All in all, I'm worried this command won't be simple to move to the UI. It'd need reworking so that there were protections in place to ensure you aren't using all your disk space, and to make sure the resulting export is downloadable via the web (as the export may consist of a number of large files). Those are my initial thoughts here, but I'd welcome other developers to add their opinions (especially if I'm overlooking something)

kanasznagyzoltan commented 3 years ago

@dsipos-dev Could you write some info what and how we have done this? Thank you!

mwoodiupui commented 3 years ago
  1. We need to speak carefully: the statistics core contains cases not statistics.
  2. I also am wary of running at arms' length a process that produces this much output.
  3. How does the Processes subsystem deal with a process instance that yields multiple outputs, perhaps hundreds?
  4. The reporting directory can be on a separate mounted filesystem, which would confine out-of-storage problems to the Processes reporting (for all processes!) and leave e.g. the Assetstore unaffected.
  5. I don't see why one would do this GUI-style, rather than just SSH to the server and run bin/dspace whatever there. Working locally to the server, one can do things like mount the ultimate destination of the data as a network share and send the report directly to where it is wanted, without consuming server storage.
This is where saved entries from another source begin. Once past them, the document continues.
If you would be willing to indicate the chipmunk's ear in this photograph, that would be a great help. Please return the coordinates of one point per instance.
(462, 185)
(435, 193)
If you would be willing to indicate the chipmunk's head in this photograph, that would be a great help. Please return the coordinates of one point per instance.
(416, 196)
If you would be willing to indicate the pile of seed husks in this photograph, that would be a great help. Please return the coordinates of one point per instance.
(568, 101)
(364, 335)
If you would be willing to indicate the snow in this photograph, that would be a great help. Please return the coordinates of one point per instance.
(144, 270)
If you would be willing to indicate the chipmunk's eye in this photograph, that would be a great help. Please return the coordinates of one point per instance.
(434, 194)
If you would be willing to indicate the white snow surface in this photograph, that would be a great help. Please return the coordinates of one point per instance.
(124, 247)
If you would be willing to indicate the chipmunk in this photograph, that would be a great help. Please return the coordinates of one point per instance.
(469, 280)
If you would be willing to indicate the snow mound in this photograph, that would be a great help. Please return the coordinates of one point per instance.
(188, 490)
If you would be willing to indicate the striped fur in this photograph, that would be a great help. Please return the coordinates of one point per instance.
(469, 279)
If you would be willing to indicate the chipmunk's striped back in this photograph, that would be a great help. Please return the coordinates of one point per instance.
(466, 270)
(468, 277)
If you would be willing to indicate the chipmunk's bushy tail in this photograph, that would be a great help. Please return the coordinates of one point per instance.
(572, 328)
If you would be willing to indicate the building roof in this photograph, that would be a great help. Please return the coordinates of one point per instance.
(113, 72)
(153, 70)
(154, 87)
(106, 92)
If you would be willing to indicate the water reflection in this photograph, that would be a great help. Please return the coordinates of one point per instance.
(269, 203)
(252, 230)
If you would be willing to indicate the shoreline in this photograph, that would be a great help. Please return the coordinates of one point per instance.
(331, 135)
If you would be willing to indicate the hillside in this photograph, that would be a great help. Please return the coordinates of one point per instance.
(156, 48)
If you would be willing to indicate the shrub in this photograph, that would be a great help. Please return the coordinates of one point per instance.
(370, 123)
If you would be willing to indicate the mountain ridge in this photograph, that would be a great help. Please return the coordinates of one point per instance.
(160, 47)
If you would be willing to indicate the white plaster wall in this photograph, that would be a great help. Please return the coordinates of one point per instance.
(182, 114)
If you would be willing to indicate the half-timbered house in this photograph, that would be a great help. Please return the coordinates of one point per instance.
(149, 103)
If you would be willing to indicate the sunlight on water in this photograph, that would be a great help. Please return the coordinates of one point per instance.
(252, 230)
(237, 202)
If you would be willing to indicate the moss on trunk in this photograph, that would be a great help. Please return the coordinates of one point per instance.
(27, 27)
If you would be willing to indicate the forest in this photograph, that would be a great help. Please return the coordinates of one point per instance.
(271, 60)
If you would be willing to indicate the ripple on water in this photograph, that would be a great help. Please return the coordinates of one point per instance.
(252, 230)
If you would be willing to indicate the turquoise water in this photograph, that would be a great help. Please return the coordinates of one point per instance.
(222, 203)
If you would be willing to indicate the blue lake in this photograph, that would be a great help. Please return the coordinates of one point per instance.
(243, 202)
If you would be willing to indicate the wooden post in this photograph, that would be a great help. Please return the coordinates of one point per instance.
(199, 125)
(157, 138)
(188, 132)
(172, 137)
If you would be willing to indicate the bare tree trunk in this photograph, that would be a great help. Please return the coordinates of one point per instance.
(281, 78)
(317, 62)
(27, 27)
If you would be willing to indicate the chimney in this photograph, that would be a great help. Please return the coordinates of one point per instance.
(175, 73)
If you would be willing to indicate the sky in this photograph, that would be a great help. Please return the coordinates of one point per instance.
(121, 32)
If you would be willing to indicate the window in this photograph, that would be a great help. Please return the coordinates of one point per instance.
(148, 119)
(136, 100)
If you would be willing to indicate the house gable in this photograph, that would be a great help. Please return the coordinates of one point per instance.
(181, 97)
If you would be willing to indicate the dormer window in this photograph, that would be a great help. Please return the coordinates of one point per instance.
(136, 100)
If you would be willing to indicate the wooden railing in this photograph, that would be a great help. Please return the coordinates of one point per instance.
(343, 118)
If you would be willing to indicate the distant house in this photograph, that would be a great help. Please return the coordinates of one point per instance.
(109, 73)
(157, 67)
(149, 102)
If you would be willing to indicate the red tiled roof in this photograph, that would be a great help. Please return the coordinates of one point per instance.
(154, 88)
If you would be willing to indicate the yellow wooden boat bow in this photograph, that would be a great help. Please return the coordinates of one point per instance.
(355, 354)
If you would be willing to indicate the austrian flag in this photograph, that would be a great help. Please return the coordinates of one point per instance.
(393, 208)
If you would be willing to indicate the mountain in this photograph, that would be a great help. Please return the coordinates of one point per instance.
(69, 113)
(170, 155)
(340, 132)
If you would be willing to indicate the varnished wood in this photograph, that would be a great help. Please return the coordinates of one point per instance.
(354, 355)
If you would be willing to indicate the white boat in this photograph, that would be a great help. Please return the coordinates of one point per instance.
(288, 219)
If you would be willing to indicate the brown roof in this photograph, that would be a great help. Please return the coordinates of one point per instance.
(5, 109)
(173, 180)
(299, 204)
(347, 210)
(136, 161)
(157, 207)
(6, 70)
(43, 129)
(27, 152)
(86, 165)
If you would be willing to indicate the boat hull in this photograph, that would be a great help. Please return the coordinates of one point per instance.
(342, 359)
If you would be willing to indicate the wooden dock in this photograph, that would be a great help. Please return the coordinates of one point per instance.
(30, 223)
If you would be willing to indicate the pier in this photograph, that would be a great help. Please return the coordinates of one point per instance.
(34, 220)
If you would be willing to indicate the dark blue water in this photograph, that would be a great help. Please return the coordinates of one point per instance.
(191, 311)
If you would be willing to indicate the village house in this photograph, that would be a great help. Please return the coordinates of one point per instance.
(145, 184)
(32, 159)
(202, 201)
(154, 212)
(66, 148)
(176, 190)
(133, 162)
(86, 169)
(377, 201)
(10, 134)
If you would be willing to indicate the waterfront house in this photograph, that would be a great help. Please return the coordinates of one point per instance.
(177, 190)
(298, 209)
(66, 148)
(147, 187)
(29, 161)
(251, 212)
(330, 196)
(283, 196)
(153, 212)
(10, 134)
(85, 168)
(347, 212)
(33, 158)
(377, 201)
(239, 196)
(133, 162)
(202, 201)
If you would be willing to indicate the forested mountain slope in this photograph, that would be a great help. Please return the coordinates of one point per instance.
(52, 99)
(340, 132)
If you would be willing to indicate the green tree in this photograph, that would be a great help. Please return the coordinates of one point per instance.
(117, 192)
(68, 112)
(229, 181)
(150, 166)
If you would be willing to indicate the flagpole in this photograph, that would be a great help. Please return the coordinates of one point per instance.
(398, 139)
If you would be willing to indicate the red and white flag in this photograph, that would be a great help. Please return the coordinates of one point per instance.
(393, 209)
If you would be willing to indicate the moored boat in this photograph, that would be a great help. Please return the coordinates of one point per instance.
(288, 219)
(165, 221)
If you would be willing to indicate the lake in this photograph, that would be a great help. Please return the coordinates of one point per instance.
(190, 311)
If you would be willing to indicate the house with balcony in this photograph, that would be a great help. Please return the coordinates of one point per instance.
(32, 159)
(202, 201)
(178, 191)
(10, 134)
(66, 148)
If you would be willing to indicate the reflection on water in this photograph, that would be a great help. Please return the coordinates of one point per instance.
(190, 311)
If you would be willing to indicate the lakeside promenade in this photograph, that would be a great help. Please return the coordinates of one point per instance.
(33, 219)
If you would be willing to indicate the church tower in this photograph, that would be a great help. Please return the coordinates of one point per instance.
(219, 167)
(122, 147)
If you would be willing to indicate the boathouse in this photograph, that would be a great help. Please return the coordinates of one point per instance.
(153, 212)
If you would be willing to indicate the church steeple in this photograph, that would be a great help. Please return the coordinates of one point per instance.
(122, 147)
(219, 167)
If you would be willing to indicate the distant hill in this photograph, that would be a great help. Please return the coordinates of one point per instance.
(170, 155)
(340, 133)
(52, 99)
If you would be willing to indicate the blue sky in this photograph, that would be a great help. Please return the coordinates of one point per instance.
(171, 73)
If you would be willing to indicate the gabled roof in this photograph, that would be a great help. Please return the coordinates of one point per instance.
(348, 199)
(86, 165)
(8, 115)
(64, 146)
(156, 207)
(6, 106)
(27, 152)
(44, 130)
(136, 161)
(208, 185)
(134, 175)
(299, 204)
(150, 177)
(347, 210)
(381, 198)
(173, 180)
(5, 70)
Hiding this behind the GUI is very limiting.

What is the use case here?

tdonohue commented 3 years ago

Flagging as needs discussion and moving into our unscheduled backlog, as the use cases are still unclear here.

tdonohue commented 1 year ago

Closing, outdated and no use case provided

mwoodiupui commented 1 year ago

Some more thoughts:

You can get the usage records directly from Solr. You can select just the records that you want using Solr's query language.

Not everyone should have access to these data. You can secure access to the Solr port independently of access to DSpace, and you can create accounts in Solr independently of DSpace accounts. You can (and arguably should) run Solr on a different host altogether, behind a corporate firewall that makes it invisible to The World.

Solr already provides a way ("cursormark") to deal efficiently with huge quantities of records, which is exactly what usage recording produces. No temporary files are involved, so there is no reason for concern about server storage.